The President-General drinks in the knowing wink she’s dropped in his direction. He looks up at the security guard and tells him to leave. The security guard replies that this isn’t Evil Office protocol and immediately regrets doing so. The President-General launches his soda-cup across the room and it strikes him straight on the forehead. “Vamoose, vacate the premises, disappear like a dollar bill in a wind-tunnel. You get my drift?”
The guard nods, backing out of the office, relieved to have survived another day in this mad-house.
Bruen checks the door is closed. She shimmies her hips and advances towards the President-General. In a flash, she pulls off her wig with one hand and takes a pistol from her pocket with the other. “Oh yes, Mr. T. We have met before. My name is Greta. Greta Thumberg. Remember me now?” She points the pistol at his head. He places the taco onto the table and stares back at her.
“Greta, Greta. You know I’m your biggest fan. I love trees. Trees are great, coal is bad. Now let’s not be hasty. ”
“I think you know what I’m here for, Mr. President.” She drifts towards him.
“Greta, Greta, just tell me what you want. Say it and it’s yours. You can even ask me about my hair. Plenty of people ask me about my hair but I never tell them. Not even my wife Trabanta.”
Greta moves a couple of steps closer, the gun pointed directly at him. She’s grinning like a Swedish hound dog, her hand rock-steady on the handle.
“Look,” he goes on, “they all think they know about my hair but it's not true! When they say they do, its fake news–fake news I tell you!! Just give me a break darling. I can even stop global warming for you. I’ll do it tomorrow if you like!”
“I’d like to believe you, but you don’t look like you mean it,” says Greta, inching ever closer.

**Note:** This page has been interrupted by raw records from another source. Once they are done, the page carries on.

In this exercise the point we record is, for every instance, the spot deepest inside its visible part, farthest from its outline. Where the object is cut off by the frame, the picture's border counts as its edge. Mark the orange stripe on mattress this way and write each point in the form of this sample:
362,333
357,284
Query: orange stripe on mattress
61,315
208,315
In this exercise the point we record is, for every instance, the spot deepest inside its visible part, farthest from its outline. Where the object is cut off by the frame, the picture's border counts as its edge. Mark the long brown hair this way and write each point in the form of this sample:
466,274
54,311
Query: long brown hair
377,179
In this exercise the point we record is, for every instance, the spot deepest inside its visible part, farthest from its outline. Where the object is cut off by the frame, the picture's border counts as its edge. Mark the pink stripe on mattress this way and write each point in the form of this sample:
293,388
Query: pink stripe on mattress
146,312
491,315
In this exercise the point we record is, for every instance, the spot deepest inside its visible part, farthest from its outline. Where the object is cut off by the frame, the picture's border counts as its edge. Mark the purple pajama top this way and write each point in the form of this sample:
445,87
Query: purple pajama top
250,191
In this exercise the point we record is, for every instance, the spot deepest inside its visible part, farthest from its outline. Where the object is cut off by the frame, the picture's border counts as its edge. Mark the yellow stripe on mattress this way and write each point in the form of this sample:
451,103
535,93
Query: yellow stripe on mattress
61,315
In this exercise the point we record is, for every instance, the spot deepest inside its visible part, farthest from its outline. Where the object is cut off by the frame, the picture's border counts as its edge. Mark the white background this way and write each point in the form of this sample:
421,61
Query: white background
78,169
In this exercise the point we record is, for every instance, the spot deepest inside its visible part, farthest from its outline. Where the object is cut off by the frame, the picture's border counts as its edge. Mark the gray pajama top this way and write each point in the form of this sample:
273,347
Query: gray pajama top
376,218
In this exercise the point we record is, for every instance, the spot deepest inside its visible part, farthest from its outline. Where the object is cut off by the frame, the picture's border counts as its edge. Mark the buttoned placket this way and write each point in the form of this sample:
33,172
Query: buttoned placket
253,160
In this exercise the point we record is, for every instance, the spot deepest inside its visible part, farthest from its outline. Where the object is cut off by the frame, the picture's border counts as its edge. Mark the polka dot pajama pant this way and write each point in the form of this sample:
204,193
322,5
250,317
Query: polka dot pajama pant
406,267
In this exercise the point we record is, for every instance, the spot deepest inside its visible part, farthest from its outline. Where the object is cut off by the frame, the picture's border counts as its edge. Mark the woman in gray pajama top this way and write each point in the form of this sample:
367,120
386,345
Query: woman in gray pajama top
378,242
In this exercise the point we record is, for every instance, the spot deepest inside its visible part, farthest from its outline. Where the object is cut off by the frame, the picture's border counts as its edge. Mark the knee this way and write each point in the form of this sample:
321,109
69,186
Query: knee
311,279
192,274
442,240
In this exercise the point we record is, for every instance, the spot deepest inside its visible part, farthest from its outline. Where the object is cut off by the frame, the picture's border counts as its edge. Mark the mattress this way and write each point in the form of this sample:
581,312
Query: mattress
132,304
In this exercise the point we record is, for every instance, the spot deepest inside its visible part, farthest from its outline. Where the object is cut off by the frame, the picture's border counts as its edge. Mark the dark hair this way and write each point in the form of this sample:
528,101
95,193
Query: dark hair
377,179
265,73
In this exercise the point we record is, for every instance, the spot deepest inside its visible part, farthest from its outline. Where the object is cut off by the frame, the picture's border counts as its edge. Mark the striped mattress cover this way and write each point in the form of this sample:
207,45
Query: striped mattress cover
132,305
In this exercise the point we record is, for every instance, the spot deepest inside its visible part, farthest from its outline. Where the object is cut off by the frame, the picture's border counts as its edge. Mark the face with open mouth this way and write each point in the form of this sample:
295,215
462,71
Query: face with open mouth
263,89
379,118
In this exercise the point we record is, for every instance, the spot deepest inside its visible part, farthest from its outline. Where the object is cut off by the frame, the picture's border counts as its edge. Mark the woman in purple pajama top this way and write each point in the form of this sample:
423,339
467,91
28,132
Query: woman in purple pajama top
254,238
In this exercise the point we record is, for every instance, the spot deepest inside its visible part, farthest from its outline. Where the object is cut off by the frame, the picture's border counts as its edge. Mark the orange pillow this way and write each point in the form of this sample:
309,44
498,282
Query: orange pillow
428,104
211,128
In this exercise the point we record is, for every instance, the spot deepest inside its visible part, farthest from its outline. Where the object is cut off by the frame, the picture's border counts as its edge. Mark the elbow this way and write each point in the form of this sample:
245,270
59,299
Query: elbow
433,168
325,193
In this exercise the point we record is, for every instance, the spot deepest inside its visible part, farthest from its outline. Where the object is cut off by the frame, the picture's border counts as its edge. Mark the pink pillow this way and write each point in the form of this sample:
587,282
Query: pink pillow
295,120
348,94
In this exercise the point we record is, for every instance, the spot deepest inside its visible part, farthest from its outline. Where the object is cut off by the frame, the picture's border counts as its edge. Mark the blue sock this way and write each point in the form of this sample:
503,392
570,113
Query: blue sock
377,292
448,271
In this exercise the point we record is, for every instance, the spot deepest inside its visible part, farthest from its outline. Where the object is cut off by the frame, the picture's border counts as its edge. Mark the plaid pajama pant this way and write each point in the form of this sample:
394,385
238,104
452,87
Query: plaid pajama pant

“What about I swap the presidential car for a Volvo? I love Volvos–they’re impressive cars, super cars–so safe!! Imagine the PR you’d get if I tweeted that! It would be outstanding! Bjorn Borg–I'll fix it for him to win Wimbledon again–heck, I’d even buy a pair of his underpants!”
She winks again, eyes still fixed on him like a wolf circling a fat bunny rabbit with a broken leg.
“Sorry, Mr. President. Old dogs can’t learn new tricks.”
She plants a .45 round square into the middle of his head. “Now,” she says as she turns back towards the door, “I have a date with Dan Junior”.